I run the following code and just wonder why the top 3 most similar words for "exposure" don't include "charge" and "lend"?
from gensim.models import Word2Vec
corpus = [['total', 'exposure', 'charge', 'lend'],
['customer', 'paydown', 'rate', 'months', 'month']]
gens_mod = Word2Vec(corpus, min_count=1, vector_size=300, window=2, sg=1, workers=1, seed=1)
keyword="exposure"
gens_mod.wv.most_similar(keyword)
Output:
[('customer', 0.12233059108257294),
('month', 0.008674687705934048),
('total', -0.011738087050616741),
('rate', -0.03600010275840759),
('months', -0.04291829466819763),
('paydown', -0.044823747128248215),
('lend', -0.05356598272919655),
('charge', -0.07367636263370514)]
The word2vec algorithm is only useful & valuable with large amounts of training data, where every word of interest has a variety of realistic, subtly-contrasting usage examples.
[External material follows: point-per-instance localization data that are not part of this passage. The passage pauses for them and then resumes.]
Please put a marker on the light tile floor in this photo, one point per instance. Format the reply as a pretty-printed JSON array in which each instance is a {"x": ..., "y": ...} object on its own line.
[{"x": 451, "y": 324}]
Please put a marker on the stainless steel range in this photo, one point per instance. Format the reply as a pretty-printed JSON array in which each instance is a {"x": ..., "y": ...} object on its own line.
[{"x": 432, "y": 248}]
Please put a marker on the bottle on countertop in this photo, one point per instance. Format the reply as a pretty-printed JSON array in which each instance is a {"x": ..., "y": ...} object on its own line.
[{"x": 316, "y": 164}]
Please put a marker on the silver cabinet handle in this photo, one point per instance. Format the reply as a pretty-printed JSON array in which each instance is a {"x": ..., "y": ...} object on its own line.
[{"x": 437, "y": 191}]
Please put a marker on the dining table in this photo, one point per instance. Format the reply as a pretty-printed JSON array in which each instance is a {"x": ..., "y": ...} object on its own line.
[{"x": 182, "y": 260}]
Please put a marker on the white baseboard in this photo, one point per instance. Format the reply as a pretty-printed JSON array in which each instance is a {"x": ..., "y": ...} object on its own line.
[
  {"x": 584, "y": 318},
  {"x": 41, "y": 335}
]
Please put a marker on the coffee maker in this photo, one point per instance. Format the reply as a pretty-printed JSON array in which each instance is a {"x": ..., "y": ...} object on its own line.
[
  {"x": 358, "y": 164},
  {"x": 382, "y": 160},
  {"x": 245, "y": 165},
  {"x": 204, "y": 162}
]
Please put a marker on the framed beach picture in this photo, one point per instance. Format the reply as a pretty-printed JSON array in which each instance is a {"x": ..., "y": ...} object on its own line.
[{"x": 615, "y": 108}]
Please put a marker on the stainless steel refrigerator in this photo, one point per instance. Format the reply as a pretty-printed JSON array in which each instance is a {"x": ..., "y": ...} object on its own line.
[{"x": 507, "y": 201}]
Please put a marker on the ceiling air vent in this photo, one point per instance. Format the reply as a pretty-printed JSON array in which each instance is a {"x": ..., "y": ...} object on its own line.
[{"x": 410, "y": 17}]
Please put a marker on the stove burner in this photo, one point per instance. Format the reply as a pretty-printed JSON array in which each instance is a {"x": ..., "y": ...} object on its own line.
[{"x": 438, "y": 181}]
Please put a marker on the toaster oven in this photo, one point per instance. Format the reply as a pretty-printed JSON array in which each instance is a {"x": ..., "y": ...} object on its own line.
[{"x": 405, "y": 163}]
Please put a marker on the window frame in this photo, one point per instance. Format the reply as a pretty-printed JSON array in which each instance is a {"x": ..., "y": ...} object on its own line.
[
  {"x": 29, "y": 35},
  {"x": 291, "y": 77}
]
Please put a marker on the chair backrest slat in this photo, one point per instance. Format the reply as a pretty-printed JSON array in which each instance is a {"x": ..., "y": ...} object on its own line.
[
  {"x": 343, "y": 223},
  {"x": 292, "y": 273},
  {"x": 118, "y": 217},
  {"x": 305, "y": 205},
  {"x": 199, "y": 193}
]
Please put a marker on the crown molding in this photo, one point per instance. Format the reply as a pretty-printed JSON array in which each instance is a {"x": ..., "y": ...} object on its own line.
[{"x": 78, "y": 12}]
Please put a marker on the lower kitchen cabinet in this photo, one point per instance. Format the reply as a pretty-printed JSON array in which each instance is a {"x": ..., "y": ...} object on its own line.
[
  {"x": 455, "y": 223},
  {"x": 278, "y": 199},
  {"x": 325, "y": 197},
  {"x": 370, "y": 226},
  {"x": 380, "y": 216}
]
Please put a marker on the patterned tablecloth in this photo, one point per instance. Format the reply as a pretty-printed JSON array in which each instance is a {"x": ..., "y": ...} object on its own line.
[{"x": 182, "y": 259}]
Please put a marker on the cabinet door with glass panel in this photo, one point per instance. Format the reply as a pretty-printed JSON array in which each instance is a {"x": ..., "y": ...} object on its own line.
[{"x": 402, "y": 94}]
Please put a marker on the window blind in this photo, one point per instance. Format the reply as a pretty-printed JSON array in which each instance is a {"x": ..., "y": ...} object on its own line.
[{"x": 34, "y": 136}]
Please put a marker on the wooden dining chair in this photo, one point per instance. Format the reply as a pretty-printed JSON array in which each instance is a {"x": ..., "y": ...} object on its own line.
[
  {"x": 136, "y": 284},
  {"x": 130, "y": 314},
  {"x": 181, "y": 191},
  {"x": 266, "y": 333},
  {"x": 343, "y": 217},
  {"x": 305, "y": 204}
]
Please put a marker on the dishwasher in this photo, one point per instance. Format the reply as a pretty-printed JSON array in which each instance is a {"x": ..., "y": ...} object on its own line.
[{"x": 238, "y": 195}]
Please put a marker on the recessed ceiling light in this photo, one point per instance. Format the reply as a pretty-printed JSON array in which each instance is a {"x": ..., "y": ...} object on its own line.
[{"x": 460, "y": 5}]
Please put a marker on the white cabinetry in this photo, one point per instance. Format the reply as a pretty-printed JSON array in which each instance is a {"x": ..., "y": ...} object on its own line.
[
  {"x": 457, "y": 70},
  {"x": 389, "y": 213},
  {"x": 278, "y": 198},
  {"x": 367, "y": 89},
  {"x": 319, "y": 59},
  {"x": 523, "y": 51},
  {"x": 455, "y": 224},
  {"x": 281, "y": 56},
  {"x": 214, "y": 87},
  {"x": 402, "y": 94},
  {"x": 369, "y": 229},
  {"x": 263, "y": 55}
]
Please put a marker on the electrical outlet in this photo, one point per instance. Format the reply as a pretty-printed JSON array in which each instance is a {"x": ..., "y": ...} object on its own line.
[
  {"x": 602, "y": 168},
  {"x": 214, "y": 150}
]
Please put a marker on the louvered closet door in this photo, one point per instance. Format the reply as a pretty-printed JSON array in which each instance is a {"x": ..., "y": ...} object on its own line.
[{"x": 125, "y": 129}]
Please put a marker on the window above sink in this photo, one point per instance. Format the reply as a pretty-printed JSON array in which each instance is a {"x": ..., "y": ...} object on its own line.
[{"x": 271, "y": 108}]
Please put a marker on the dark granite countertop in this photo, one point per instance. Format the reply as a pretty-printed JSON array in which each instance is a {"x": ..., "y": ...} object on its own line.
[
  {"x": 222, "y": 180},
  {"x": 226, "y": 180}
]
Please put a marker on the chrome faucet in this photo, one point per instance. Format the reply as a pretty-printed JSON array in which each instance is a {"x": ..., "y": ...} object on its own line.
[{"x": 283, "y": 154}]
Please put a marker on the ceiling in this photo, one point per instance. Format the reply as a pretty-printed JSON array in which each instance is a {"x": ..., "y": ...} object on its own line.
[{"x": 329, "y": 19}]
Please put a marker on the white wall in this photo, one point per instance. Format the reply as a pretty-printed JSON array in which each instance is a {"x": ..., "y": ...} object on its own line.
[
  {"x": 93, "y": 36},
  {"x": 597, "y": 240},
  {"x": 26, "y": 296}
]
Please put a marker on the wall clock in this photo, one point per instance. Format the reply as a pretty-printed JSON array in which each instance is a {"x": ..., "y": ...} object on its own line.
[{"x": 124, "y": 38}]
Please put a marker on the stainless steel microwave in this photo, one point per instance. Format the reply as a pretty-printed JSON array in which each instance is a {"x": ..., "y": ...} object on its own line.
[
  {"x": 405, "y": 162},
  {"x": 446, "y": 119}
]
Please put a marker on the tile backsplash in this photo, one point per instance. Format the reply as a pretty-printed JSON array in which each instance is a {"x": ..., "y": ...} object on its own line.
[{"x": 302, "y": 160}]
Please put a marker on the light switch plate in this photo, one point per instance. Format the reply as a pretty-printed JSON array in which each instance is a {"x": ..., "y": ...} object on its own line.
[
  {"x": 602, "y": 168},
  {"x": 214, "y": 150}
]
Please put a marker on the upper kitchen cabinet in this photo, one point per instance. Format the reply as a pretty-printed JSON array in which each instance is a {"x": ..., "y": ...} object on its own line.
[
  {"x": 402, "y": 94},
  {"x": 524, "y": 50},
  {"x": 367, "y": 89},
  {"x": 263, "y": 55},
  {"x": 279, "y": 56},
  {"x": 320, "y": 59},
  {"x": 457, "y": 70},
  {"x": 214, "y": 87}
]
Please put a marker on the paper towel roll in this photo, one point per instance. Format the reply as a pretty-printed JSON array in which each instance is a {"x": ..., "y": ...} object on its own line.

A toy-sized dataset won't show its value. It's always a bad idea to set min_count=1
. And, it's nonsensical to try to train 300-dimensional word-vectors from a corpus of only 9 words, 9 unique words, and most of the words having the exact same neighbors.
Try it on a more realistic dataset - tens-of-thousands of unique words, all with multiple usage examples – and you'll see more intuitively-correct similarity results.